To find what's great to eat in Singapore, apart from Erlangga, an Indonesian doctor who now works at the National University Hospital (NUH), The Jakarta Post Travel also sought recommendations from Singapore's makan guru KF Seetoh who founded Makan Sutra, a Singapore-based company that celebrates food culture and is now preparing the upcoming World Street Food Congress (WSFC) in April this year; Elrica Diona who is an award-winning beauty blogger of Pink Buble; and last but not least chef Jonathan Kinsella, executive chef of dB bistro Moderne, a casual French Bistro in Marina Bay Sands.
With the various exciting backgrounds of our sources, we'd like you to find out the interesting choices for each of the following categories: halal food, local favorites and fancy treats.
"The Prata House at Thomson Road," gets Elrica's vote. "Order the mutton fried rice, fried chicken biryani, and milk prata for the ultimate party of the taste buds."
She cited the affordability of the eatery as well.
Erlangga, who has been residing in Singapore since 2003, gives us a long list of his favourite halal eateries. Among the list he shared - rather reluctantly - is Thaksin Beef Noodle at See Lam Hern Stalls on Block 449 Clementi Ave 3.
"I'm torn.

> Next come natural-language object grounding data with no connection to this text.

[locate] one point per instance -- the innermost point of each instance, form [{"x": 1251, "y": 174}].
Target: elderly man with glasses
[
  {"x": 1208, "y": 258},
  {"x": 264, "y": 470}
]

I'd like to keep this place unknown, since I very much like it and hate it so much when it gets crowded," the foodie doctor admitted as the reason behind his reluctance, but he shared it anyway.
The New York Times' Food Guide maven KF Seetoh said that if you wanted to have local style halal food with no frills and to 'hang out with the locals', head to Geylang Serai Hawker Centre at Changi Road.
"They have many nationally famous nasi padang stalls, just look for the queues, and nasi biryani as well as Muslim Indian fare like sup tulang and even chapati bread with mutton keema stews."
"Best to go about 11 a.m. when the food is fresh and the crowds are only streaming in," Seetoh suggested.
For chef Kinsella, who has been residing in Singapore since 2013, his recommendation for this category goes to Geylang Briyani Stall a.k.a Hamid's Briyani on Geylang Serai Temp Market #01-327.
"Order their mutton biryani," he says, adding that the stall became his favourite because he thought it spicier than the average biryani.
"The rice is perfectly cooked and the stall owners are always smiling and are super friendly. There is always a queue, and the food can sell out fast," he added.
"I like local cze cha [a Chinese cook and fry street restaurants mostly found in coffee shops]", said Seetoh. He continued by explaining that the eateries he recommended were usually not chain stalls and the chef normally was the boss.
"Hoy Yong Seafood at Blk 352, Clementi Ave 2 #01-153 , is one of my current favorites. Boss chef Hoy Yong has signatures not found in other menus like the duck roll tempura, bean skin seafood fritter, and one of the best egg fried hor fun [wat tan hor fun] and even an 8 Treasure Soup," said Seetoh, adding the fact that the prices here were very reasonable as it was situated in a local area and customers would complain if it overcharged.
Elrica's vote for this category was Char Kwe Tiau at the basement of Tang's Shopping Centre on the famous Orchard Rd.
"It's a must go for local lovers! The soft chewy kwe tiau and the tender juicy extra large shrimp is the main reason I love indulging myself on this menu at least once a week!" shared Elrica who is also a professional make up artist.